Question: Pandemic teaching has sucked up all of my time and most of my will to live. How can I even think about my research at a time like this?
Signed,
Wrung Out Sponge
Dear SpongeProf,
I don’t know about you, but in the Now Times, I think winter break was approximately 50 weeks too short. The new term has barely started, and already everyone’s losing it! It really does seem like every single minute of time students “save” in asynchronous or hybrid online classes is a minute that somehow crashes down upon the laden shoulders of the not-exactly-seasoned online instructor. (And lots of us are, understandably, under-trained in our new jobs as emergency remote instructors; the learning curve is intense.)
My university allows faculty members the opportunity to offer our own thoughts on every batch of student evaluations after we read them (amazing, right?), and I readily admitted that in the fall-2020 term, I worked three times as hard as I ever have, to teach half as well as I ever will. Between recording lectures (and doing my hair, makeup, and lighting so as not to appear the full-fledged Zoom Ghoul), administering message boards, grading all sorts of new-format assignments (and coming up with assessment metrics for them), having remote office hours on what felt like a near-constant basis and being compassionate and present for students who were often really suffering, I came perilously close to burning out.
The result? Based on their comments, I learned that those students who appreciated my efforts probably would have felt the same way had I given them 25-percent less of my life force — they mostly just wanted to know that their professors cared about them in trying times. And the students who pitched a fit about some aspect of the course, and took it out on me? They would have done so no matter what I did.
This all led me to a valuable conclusion about pandemic teaching: It is possible to “cheat” just a tiny bit at prep or grading. You don’t have to have every single second of your class session planned — in fact, students love it when you wing it a little. Change some small assignments from graded to “complete/incomplete” — students love that, too. (Find more tips here on how to avoid burnout, whatever the format you’re teaching.)
Cut corners in a few places so that you can give your all to those aspects of the course that you and your students most value, such as synchronous class discussions. Be honest with yourself: You’re experienced enough now that if you absolutely had to go into class cold, you could, and it might actually be fun. I’m not actually suggesting you do that — I just mean that you should feel some sense of reassurance that you could if you had to, and it would be fine.
Furthermore: Teaching expands to fill the time you give it — so, start giving it just a little bit less. Regular readers of this series know that my go-to writing advice for stalled productivity involves devoting 15 minutes of time, one to three days a week, to your writing project. The same approach can work to help you get some writing done in an era when you are buried under heavy and new teaching obligations.

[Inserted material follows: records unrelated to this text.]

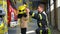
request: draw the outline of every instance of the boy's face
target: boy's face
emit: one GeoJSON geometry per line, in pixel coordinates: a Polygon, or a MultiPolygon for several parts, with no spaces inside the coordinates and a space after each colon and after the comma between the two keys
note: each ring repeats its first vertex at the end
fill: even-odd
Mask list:
{"type": "Polygon", "coordinates": [[[39,5],[37,10],[38,10],[38,12],[43,12],[44,6],[43,5],[39,5]]]}

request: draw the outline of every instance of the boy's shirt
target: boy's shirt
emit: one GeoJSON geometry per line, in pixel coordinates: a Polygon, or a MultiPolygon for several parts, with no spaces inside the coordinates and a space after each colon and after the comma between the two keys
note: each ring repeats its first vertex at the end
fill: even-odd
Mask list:
{"type": "Polygon", "coordinates": [[[38,27],[45,28],[45,25],[47,26],[46,15],[43,12],[33,13],[32,11],[30,11],[29,14],[32,16],[32,18],[37,20],[38,27]]]}

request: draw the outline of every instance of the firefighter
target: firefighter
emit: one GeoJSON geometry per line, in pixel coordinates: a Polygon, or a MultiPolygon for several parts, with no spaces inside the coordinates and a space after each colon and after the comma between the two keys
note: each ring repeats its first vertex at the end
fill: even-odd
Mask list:
{"type": "Polygon", "coordinates": [[[45,2],[40,2],[37,8],[38,13],[30,11],[28,8],[27,12],[32,16],[32,18],[37,20],[38,28],[36,29],[36,34],[48,34],[48,21],[46,15],[44,14],[45,2]]]}
{"type": "Polygon", "coordinates": [[[21,34],[26,34],[29,13],[26,12],[26,5],[19,6],[18,18],[20,19],[21,34]]]}

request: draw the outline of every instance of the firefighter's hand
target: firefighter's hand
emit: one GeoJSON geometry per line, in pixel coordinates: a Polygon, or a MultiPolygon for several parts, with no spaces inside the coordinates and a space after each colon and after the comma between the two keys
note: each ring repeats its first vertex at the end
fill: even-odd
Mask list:
{"type": "Polygon", "coordinates": [[[29,13],[29,12],[30,12],[29,8],[26,8],[26,12],[27,12],[27,13],[29,13]]]}

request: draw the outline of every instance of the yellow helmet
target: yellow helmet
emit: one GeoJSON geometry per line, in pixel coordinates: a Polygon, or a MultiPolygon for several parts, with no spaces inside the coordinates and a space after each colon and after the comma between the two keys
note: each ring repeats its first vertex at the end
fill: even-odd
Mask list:
{"type": "Polygon", "coordinates": [[[25,9],[26,9],[26,5],[25,5],[25,4],[22,5],[22,6],[19,6],[19,7],[18,7],[19,14],[24,14],[24,13],[26,13],[25,9]]]}

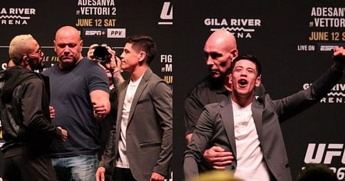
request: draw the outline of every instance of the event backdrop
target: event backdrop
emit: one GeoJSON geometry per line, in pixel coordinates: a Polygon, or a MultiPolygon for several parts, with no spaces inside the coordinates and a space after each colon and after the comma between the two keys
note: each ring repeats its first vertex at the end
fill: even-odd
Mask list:
{"type": "MultiPolygon", "coordinates": [[[[80,30],[84,56],[93,43],[108,43],[121,54],[126,36],[152,36],[158,48],[152,70],[173,84],[172,168],[174,180],[183,180],[184,101],[208,74],[207,37],[219,29],[233,32],[239,53],[262,61],[267,92],[281,98],[306,89],[331,66],[334,46],[345,45],[344,16],[343,0],[1,0],[0,60],[6,69],[11,39],[30,33],[42,47],[46,65],[56,63],[52,40],[66,25],[80,30]]],[[[305,164],[317,162],[329,164],[345,180],[344,108],[342,78],[319,104],[282,124],[294,178],[305,164]]]]}

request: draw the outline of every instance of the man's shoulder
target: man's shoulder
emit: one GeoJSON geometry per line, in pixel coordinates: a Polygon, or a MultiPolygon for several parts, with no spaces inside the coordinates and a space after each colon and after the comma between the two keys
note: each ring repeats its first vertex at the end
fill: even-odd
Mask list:
{"type": "Polygon", "coordinates": [[[205,105],[206,109],[215,110],[220,107],[221,103],[213,103],[205,105]]]}

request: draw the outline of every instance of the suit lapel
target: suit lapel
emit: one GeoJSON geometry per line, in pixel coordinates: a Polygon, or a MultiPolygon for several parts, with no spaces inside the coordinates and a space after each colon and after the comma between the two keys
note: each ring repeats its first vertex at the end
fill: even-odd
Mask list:
{"type": "MultiPolygon", "coordinates": [[[[264,107],[259,104],[256,98],[255,98],[252,103],[252,113],[255,128],[257,129],[257,136],[259,140],[262,138],[262,111],[264,107]]],[[[261,140],[260,140],[261,141],[261,140]]]]}
{"type": "Polygon", "coordinates": [[[152,74],[152,70],[150,68],[148,68],[148,70],[144,74],[141,81],[139,83],[137,91],[135,91],[135,94],[134,95],[133,100],[132,101],[132,105],[130,106],[130,110],[128,115],[128,124],[130,124],[132,116],[133,116],[133,113],[135,110],[135,108],[137,107],[137,103],[138,103],[139,98],[141,96],[141,94],[143,93],[145,87],[146,87],[146,86],[148,85],[147,82],[148,81],[148,80],[150,80],[152,74]]]}
{"type": "Polygon", "coordinates": [[[228,136],[230,147],[233,149],[233,153],[235,158],[237,158],[236,142],[235,140],[234,116],[233,105],[230,98],[221,101],[219,111],[225,131],[228,136]]]}

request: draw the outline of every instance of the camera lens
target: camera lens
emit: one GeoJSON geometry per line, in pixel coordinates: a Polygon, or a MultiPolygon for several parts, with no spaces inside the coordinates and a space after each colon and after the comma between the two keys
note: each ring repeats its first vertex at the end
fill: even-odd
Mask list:
{"type": "Polygon", "coordinates": [[[93,52],[93,56],[96,58],[97,61],[100,62],[106,62],[108,61],[108,58],[110,56],[110,54],[108,52],[107,48],[106,47],[106,45],[97,46],[95,48],[95,51],[93,52]]]}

When you sit down to do teaching prep or grading, first spend (you guessed it) 15 minutes on your scholarship and writing. Read part of an article; write half a sentence; make a few notes to yourself in a draft. Do something that prioritizes your own work and then transition to prioritizing your students.

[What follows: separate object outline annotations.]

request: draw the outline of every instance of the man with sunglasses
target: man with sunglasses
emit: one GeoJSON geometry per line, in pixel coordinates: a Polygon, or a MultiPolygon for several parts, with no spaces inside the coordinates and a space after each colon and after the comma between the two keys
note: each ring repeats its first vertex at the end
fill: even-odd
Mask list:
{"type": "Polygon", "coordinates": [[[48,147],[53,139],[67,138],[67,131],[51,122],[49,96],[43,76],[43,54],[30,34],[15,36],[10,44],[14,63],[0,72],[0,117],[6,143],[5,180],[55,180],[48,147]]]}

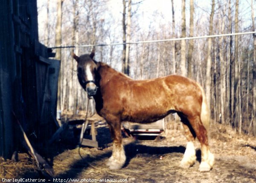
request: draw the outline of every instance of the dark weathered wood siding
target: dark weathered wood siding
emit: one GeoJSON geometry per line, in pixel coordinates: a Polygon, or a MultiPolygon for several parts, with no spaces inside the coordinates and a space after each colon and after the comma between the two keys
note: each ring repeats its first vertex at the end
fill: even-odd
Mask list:
{"type": "Polygon", "coordinates": [[[39,43],[37,17],[36,0],[1,1],[0,156],[5,158],[19,147],[12,111],[35,142],[46,142],[56,127],[60,62],[49,59],[51,50],[39,43]]]}

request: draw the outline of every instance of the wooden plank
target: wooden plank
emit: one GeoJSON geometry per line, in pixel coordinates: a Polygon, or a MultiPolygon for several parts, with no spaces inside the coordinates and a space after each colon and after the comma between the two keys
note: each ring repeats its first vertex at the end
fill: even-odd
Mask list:
{"type": "Polygon", "coordinates": [[[81,145],[86,146],[94,147],[95,148],[99,147],[98,142],[87,139],[83,139],[81,145]]]}
{"type": "Polygon", "coordinates": [[[96,141],[96,134],[95,133],[95,125],[94,122],[92,122],[91,126],[91,132],[92,133],[92,139],[93,140],[96,141]]]}

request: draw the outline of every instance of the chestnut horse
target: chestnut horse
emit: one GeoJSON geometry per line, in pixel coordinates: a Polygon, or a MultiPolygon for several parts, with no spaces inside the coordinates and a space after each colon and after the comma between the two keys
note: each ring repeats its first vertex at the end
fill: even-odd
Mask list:
{"type": "Polygon", "coordinates": [[[110,169],[120,168],[125,162],[122,121],[150,123],[173,112],[180,117],[188,141],[180,166],[188,168],[194,165],[196,137],[201,145],[199,170],[207,171],[212,168],[214,156],[210,152],[207,136],[209,111],[199,84],[177,75],[135,81],[96,61],[94,56],[93,51],[80,57],[73,53],[77,62],[79,82],[88,95],[93,96],[98,114],[109,127],[113,139],[112,154],[107,163],[110,169]]]}

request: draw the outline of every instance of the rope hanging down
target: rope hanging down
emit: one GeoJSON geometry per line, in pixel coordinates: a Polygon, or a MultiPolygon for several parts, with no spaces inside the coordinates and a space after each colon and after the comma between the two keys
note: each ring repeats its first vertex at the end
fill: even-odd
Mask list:
{"type": "Polygon", "coordinates": [[[181,40],[187,40],[190,39],[201,39],[203,38],[216,38],[217,37],[221,36],[228,36],[231,35],[242,35],[245,34],[256,34],[256,31],[254,32],[238,32],[238,33],[232,33],[229,34],[219,34],[216,35],[204,35],[202,36],[196,36],[196,37],[186,37],[186,38],[173,38],[171,39],[161,39],[158,40],[152,40],[152,41],[140,41],[137,42],[131,42],[130,43],[111,43],[109,44],[87,44],[84,45],[79,45],[79,46],[56,46],[52,47],[51,48],[52,49],[59,49],[59,48],[75,48],[75,47],[92,47],[92,46],[113,46],[113,45],[120,45],[122,44],[140,44],[142,43],[158,43],[160,42],[166,42],[166,41],[181,41],[181,40]]]}

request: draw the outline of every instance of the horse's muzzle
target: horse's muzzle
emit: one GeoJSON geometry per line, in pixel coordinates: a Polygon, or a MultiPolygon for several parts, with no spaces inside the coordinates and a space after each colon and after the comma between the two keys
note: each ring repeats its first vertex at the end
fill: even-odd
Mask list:
{"type": "Polygon", "coordinates": [[[97,87],[87,87],[86,88],[86,92],[90,96],[95,95],[97,93],[97,87]]]}

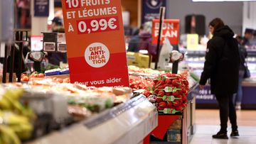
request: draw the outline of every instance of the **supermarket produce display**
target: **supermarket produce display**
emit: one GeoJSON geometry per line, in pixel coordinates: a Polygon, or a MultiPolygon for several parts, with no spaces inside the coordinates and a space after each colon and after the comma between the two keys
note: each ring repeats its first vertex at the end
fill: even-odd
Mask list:
{"type": "Polygon", "coordinates": [[[78,143],[97,143],[105,138],[109,143],[122,143],[134,136],[132,131],[146,128],[129,142],[138,143],[156,128],[159,114],[181,116],[188,104],[191,84],[196,84],[191,77],[134,66],[129,67],[129,72],[130,88],[86,87],[70,84],[68,75],[57,78],[37,72],[23,74],[23,83],[1,84],[0,136],[4,138],[0,140],[17,144],[62,143],[67,140],[63,131],[68,131],[66,135],[73,132],[74,138],[83,131],[87,136],[79,136],[78,143]],[[95,138],[93,133],[105,129],[109,135],[95,138]]]}

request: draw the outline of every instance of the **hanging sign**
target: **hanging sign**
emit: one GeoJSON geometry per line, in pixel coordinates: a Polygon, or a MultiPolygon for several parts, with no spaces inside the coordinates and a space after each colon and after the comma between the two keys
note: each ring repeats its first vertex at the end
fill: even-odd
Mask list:
{"type": "Polygon", "coordinates": [[[129,87],[120,0],[62,0],[71,82],[129,87]]]}
{"type": "MultiPolygon", "coordinates": [[[[154,19],[152,25],[152,43],[157,44],[159,33],[159,20],[154,19]]],[[[178,45],[179,40],[179,20],[165,19],[162,25],[162,33],[160,44],[163,44],[164,38],[167,38],[171,45],[178,45]]]]}

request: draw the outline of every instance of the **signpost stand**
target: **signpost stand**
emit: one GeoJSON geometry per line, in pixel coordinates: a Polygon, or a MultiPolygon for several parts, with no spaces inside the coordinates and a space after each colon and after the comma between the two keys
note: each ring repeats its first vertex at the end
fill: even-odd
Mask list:
{"type": "MultiPolygon", "coordinates": [[[[159,16],[159,35],[157,39],[157,46],[156,46],[156,65],[155,65],[155,69],[157,69],[158,62],[159,59],[159,54],[160,54],[160,41],[161,41],[161,31],[162,31],[162,23],[164,19],[164,13],[165,13],[165,7],[160,7],[160,16],[159,16]]],[[[153,35],[154,33],[152,33],[153,35]]]]}

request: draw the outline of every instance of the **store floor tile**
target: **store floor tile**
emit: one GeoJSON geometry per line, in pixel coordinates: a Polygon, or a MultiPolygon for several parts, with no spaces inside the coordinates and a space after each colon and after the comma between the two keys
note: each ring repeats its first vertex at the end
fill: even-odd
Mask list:
{"type": "Polygon", "coordinates": [[[239,126],[240,136],[230,138],[231,128],[228,128],[228,140],[213,139],[212,135],[216,133],[220,127],[212,125],[197,125],[196,133],[190,144],[255,144],[256,143],[256,126],[239,126]]]}

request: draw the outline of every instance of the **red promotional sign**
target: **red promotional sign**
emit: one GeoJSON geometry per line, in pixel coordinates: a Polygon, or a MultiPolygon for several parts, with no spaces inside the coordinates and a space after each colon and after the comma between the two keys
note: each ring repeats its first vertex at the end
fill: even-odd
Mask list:
{"type": "MultiPolygon", "coordinates": [[[[153,20],[152,25],[152,43],[157,44],[158,35],[159,33],[159,20],[153,20]]],[[[162,33],[161,35],[160,44],[163,44],[164,38],[167,38],[171,45],[178,45],[179,40],[179,20],[165,19],[162,25],[162,33]]]]}
{"type": "Polygon", "coordinates": [[[62,0],[70,80],[129,87],[120,0],[62,0]]]}

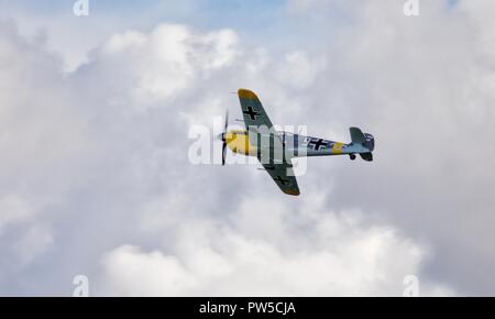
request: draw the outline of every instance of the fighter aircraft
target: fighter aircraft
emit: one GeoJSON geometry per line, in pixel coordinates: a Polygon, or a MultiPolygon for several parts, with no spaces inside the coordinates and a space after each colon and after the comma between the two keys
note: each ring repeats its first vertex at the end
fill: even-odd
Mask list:
{"type": "Polygon", "coordinates": [[[299,196],[299,187],[292,160],[301,156],[348,155],[352,161],[356,154],[372,162],[375,139],[358,128],[350,128],[351,143],[304,136],[290,132],[276,131],[257,96],[248,89],[238,90],[245,130],[231,130],[229,112],[219,139],[222,141],[222,165],[226,165],[227,146],[238,154],[256,156],[280,190],[299,196]]]}

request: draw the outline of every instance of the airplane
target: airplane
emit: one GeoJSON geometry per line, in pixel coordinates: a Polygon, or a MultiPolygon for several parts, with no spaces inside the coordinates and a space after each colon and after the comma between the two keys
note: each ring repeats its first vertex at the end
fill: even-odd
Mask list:
{"type": "Polygon", "coordinates": [[[373,161],[375,139],[359,128],[350,128],[351,143],[333,142],[320,138],[305,136],[276,131],[257,96],[249,89],[238,90],[245,130],[231,130],[229,112],[226,113],[222,141],[222,165],[226,165],[227,147],[233,153],[256,156],[280,190],[299,196],[299,186],[292,160],[302,156],[349,155],[354,161],[356,154],[364,161],[373,161]],[[270,143],[263,143],[268,141],[270,143]],[[278,155],[277,155],[278,154],[278,155]],[[280,155],[282,154],[282,155],[280,155]]]}

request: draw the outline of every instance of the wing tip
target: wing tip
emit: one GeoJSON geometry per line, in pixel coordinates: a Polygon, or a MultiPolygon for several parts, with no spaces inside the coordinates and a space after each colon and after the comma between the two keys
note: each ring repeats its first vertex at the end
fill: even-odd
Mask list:
{"type": "Polygon", "coordinates": [[[241,99],[258,100],[256,94],[249,89],[239,89],[238,95],[241,99]]]}
{"type": "Polygon", "coordinates": [[[288,189],[288,190],[284,190],[285,194],[287,195],[292,195],[292,196],[299,196],[300,191],[299,189],[288,189]]]}

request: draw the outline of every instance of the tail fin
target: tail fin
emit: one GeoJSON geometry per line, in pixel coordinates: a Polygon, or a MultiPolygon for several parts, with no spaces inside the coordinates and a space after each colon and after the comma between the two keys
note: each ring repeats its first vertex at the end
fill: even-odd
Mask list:
{"type": "Polygon", "coordinates": [[[359,128],[350,128],[351,140],[353,144],[363,145],[370,152],[360,153],[361,158],[367,162],[373,161],[373,150],[375,150],[375,138],[372,134],[363,133],[359,128]]]}

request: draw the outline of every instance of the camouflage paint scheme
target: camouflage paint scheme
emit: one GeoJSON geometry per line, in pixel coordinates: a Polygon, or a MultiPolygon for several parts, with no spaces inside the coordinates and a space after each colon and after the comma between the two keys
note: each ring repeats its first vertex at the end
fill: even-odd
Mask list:
{"type": "Polygon", "coordinates": [[[227,146],[234,153],[256,156],[280,190],[287,195],[300,194],[293,170],[294,157],[348,155],[355,160],[359,154],[365,161],[373,161],[374,138],[358,128],[350,129],[352,142],[348,144],[276,131],[253,91],[239,89],[238,96],[246,130],[226,132],[227,146]]]}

The results will be profound, I promise. You’ll resent the timesuck of pandemic teaching less when you know it hasn’t fully killed your own aspirations, and that positive mood will spread to your students. You’ll inadvertently make a bunch of possibly weird but also interesting connections between what you’re working on and what they’re working on, enriching the experience for everyone. And, most of all, you’ll take just a few of those minutes lobbed onto your shoulders by the pressures of pandemic teaching, and fling them back out into the universe.